Generally, Australians expect ready access to a general practitioner when they’re ill, and they want a GP who will listen carefully to what they say. But there are many other services you should expect.
These include: dealing with ongoing problems; anticipating and preventing diseases you’re at risk of developing; promoting good health generally and providing appropriate health education to this end; helping you get the most out of all health-care professions when you’re ill; doing house calls when necessary; being compassionate and knowledgeable about the process of death and dying; and generally being your health advocate.
One measure of a good GP is when she takes two minutes to diagnose your sore throat and then says, “Good, we now have ten minutes of the consultation left to examine you for skin cancers, review your asthma and answer any questions you have about your health.”
This preventive medicine approach aims to stop or detect the earliest evidence of disease and deal with it. At the very least, your GP should ensure that you know your blood group, blood pressure and cholesterol levels, and your family’s history of important disorders, such as heart attacks, diabetes, aortic aneurysm, glaucoma and certain types of cancers. Being aware of these risks means you’re likely to detect abnormalities earlier and get them treated.
Your GP should also teach you how to get the best from the health system. This includes knowing when you shouldn’t bother seeing a doctor. You should probably avoid your local GP when you have a cold, for instance, but not put off a consultation for new, severe symptoms until Friday evening.
The former will just help spread the virus causing the cold throughout your doctor’s waiting room. The latter will result in referral to a hospital emergency department since the necessary community-based investigative facilities will be closed.
At some stage, you’re going to be too ill or too infectious to get to your local doctor’s surgery. You should expect that your GP will make a house call when that happens.
House visits are time-consuming and uneconomic for doctors. But they’re useful because they give her unique insights into your interpersonal relationships, financial circumstances and lifestyle. These insights will give her a better view of how you’re really coping.
You never know when you’ll get really unwell out of the usual surgery hours. So your GP should ensure you know what sort of medical help is available to you and how to access it.
She should have good records that contain a summary of your current and pertinent past problems. Until the personally controlled electronic health record (PCEHR) system is working, you should have several copies of this summary. You can take it to any after-hours medical service you visit, or use it when you’re travelling. It will save you a lot of time, medical investigation and money.

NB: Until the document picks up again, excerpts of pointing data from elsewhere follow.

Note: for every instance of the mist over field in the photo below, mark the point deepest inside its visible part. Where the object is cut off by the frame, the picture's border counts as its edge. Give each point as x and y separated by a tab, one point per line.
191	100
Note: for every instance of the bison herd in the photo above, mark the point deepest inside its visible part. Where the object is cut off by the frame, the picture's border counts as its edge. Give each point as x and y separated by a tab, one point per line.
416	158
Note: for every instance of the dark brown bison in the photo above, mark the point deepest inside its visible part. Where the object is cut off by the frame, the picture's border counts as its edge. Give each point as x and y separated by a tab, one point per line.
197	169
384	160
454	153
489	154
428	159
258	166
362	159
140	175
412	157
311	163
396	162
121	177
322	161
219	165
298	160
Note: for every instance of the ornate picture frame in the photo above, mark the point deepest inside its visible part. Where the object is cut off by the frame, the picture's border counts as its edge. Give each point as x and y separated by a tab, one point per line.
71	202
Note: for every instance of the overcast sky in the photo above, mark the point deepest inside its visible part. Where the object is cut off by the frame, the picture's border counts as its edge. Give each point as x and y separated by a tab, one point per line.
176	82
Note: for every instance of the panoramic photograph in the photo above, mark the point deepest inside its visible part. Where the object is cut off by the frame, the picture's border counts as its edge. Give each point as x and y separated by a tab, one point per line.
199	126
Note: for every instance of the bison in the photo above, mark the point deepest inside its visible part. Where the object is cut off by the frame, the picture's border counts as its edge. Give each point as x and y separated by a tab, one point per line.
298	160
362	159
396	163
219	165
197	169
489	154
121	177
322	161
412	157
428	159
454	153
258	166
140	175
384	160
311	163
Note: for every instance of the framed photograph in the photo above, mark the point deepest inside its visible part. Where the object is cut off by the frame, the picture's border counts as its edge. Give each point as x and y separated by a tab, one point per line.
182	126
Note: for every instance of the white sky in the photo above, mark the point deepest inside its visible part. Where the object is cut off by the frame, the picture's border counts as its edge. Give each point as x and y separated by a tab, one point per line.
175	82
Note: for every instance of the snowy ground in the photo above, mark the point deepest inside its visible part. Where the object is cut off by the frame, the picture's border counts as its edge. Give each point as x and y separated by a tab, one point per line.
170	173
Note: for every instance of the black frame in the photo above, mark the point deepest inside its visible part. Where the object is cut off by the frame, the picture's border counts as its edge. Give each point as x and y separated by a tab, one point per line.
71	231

A common cause for a patient suing her doctor is for her failure to diagnose a serious condition. But patients who go from doctor to doctor so that no single health professional ever has the opportunity of seeing their changing symptoms and signs put themselves in diagnostic jeopardy.
Medicare provides for the preparation of various health management plans. Used properly by a patient’s regular GP, they’re useful. But beware of other practices, which you don’t regularly visit, that want to maximise their income by doing a health management plan for you.
Finally, your GP should be your health advocate. The modern health system is complex and patients can get lost in it. They can also get lost on hospital waiting lists. The advocacy of your GP can often work a bureaucratic miracle.
Sounds positively utopian, doesn’t it? But the problem is you. The major impediment to realising this ideal of good general practice is that few patients understand the task of general practice and the part that GPs could and should play in their health care.
Indeed, many health-care consumers place convenience above quality. They attend any clinic where “there’s no waiting, they give you what you want and you don’t have to pay”.
But these same patients go and see their old family doctor when they’re really sick or worried. Sadly, they seem unaware that their consulting behaviour renders their family GP a financially endangered species.
Now that you know what you should expect, I hope you will become a more discerning and demanding consumer of health care, who expects more from your GP than quick, bulk-billed, episodic care for a series of acute illnesses.
If you expect a lot, a lot is what you may get. It may mean that your local parliamentary member starts listening to your expectations, and the federal government stops destroying quality general practice.